The experiments were carried out at the Synergetic Extreme Condition User Facility (SECUF), a national platform designed to combine tools such as ultra-low temperatures, high pressures, and intense magnetic fields. It is designed to support both domestic and international research teams.
A journal article made available online in February describes the 35.6 T result as a world record for an all-superconducting 35 mm user magnet. The same report says the high temperature superconducting insert itself reached 27.5 tesla in liquid helium, also a record for an all-high-temperature superconducting user magnet.
Why the design matters
Most of the strongest steady magnets rely on resistive coils for part of the field, and those coils burn electricity continuously. The Chinese system is described as fully superconducting, which means the coils carry current with zero electrical resistance in the superconducting state.
The journal paper says the 35.6-T user magnet combines a REBCO high temperature superconducting insert with a low-temperature superconducting magnet. The takeaway is simple: a higher field can be reached without leaning on the most power-hungry kind of magnet.
Stability is the other quiet achievement. Luo Jianlin, a researcher at the Institute of Physics under the Chinese Academy of Sciences, told the Global Times the magnet can maintain its maximum field for more than 200 hours, long enough for experiments that cannot be rushed.
A greener way to do extreme science
High field research can be energy intensive, and the numbers can be startling. The U.S. National High Magnetic Field Laboratory says its DC Field Facility runs resistive magnets from a 56-megawatt DC power supply and relies on about 15,000 square ft. of cooling equipment to remove heat.
The same lab has reported a 2017 annual electric bill of about $4 million, with 67% attributed to magnet use. That is the kind of overhead that makes scientists and funders think hard about efficiency. It is not just money.
China’s team is arguing for a different operating model. A Huairou Science City statement notes that all superconducting magnets have operating costs “significantly lower” than traditional resistive magnets because of their zero-resistance characteristics, even though they still require cryogenic systems and careful engineering.
What this could mean for climate tech
So why should environmental readers care about a 35 mm. hole inside a lab magnet? Because high magnetic fields are one of the tools scientists use to understand and improve materials that sit at the heart of the energy transition.
A 2025 open access review in La Rivista del Nuovo Cimento argues that modern high-temperature superconductors are becoming more mature for power applications across energy and transport, with sustainability benefits tied to better efficiency and reduced power consumption.
If that progress continues, the payoff is not just faster science, it is the possibility of lower losses in power equipment and more efficient electric machines.

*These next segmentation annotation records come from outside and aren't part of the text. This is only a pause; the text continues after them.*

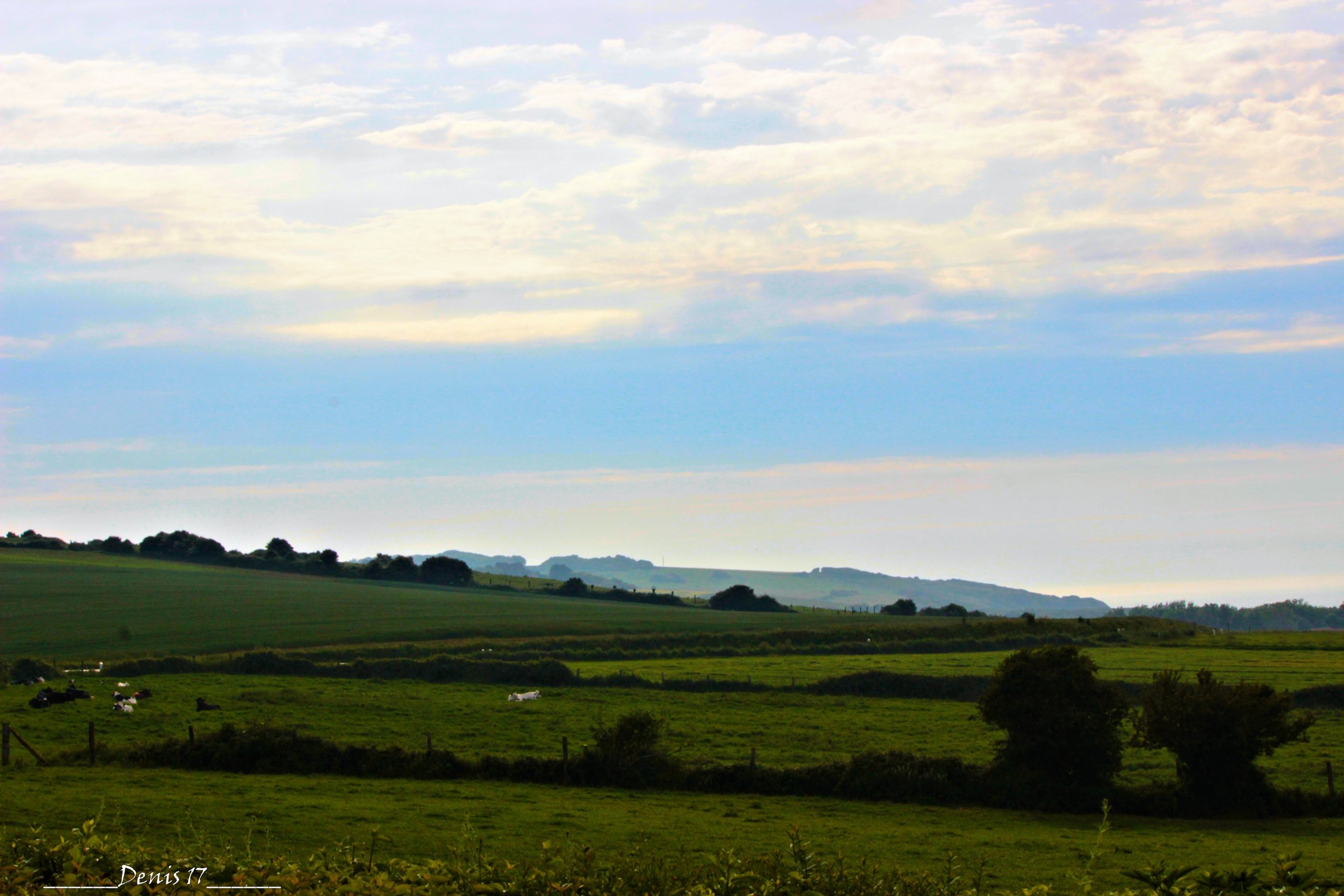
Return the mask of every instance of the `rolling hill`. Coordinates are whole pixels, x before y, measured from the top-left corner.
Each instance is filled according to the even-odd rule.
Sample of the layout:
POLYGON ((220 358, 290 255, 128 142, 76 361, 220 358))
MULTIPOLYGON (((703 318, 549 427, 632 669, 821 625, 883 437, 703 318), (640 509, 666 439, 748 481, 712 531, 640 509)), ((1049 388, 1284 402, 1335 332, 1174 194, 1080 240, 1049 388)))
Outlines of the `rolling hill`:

Fusion also hangs over this story. Some researchers and companies are betting that stronger high-temperature superconducting magnets can make future reactors smaller, but the engineering reality is still tough and timelines remain debated.
Business and defense are part of the same story
China is not treating the magnet as a trophy that sits behind glass. Wang Qiuliang of the Institute of Electrical Engineering, quoted in a Huairou Science City statement, said the teams are aiming toward 40-tesla and “even higher” fields while trying to expand the bore and reduce operating costs.
That ambition has business implications. High-temperature superconducting systems depend on specialized conductors such as REBCO tapes, and scaling them means solving manufacturing yield and supply chain constraints that can run through rare earth materials.
It also has a defense dimension that is hard to ignore, and Chinese sources discussing the 35.6-T system explicitly list national defense among the sectors that benefit from high-field superconducting magnets.
Tokamak Energy said in a 2025 press release that it was contracted by General Atomics to provide high-temperature superconducting magnet technology for a DARPA program on undersea magnetohydrodynamic pumps, arguing that HTS magnets can enable a “more powerful, silent and efficient” drive.
The study was published on ScienceDirect.